The year 1993 was one of the best of our lives. Neither of us was working; we were together with our children in one of the most beautiful parts of England, with a yard that seemed to stretch on forever, where we could do what we liked when we liked. Even before the house was finished, we'd come over on weekends and go off on our ATVs to explore the grounds, and I'd put together a picnic: French bread and salami, apples and bananas and fruit juice in cartons, and individual cheeses that the children loved to unwrap.
And we'd go down into the forest, find a grassy spot in the sunshine a
nd lay out the rug, the kids would pick flowers, and Ozzy would help them climb trees or make little dams, and it was just idyllic. There was one long hot day in summer, I remember, where we stayed out till late. The ferns were as tall as Aimee and they played hide-and-seek, and everywhere were spires of purple foxgloves in patches of forest sunlight, and they would put them on their fingers and dance up to show us. And there wasn't a sound, except their voices ringing out and the birds singing and cawing, and butterflies dancing along the paths and the sun streaming golden through the beech trees, and we watched the sunset. Ozzy said it was one of those days he would never forget.
And sometimes, during those first few months before Welders was ready, we'd load our bicycles in the Range Rover then drive to the heart of the Chiltern hills, and go miles and miles along cycle paths, coming home with our picnic basket filled with bluebells. In the early summer we went up to Scotland to Inverness to look for the Loch Ness monster. We had the best time ever. Jack and Ozzy would take a flashlight out at night and go sit by the loch. We stayed in a little local hotel, and although the whole of Scotland seemed to be filled with American and Japanese tourists we never got bothered. We were allowed to be totally anonymous, just visiting old castles, having picnics by fast-flowing creeks and being a family.
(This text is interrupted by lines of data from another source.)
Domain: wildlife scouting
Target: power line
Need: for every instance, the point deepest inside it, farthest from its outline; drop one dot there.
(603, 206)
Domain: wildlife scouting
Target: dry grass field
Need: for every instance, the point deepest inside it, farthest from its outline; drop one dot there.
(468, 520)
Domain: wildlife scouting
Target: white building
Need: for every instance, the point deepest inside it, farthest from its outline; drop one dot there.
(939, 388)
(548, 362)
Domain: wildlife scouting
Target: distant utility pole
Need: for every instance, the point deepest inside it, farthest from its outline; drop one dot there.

By the time Welders was ready to move into, our dogs were ready to come out of quarantine. There was Sugar, the boxer we'd bought at the pet shop in Malibu; Baldrick, a bulldog Ozzy absolutely adored who'd been given to him by Zakk Wylde, his guitar player; and a Cairn terrier named Toto. In the meantime we had bought Sunny, a German shepherd, for Aimee. It was her choice, so we asked for the most docile in the litter.
In our naivete we had both imagined that the quarantine kennels would be like a farm where the dogs could roam around. How wrong can you be? It was like a concentration camp. It was a concrete prison. They were never allowed out onto green grass, never allowed out of their cells.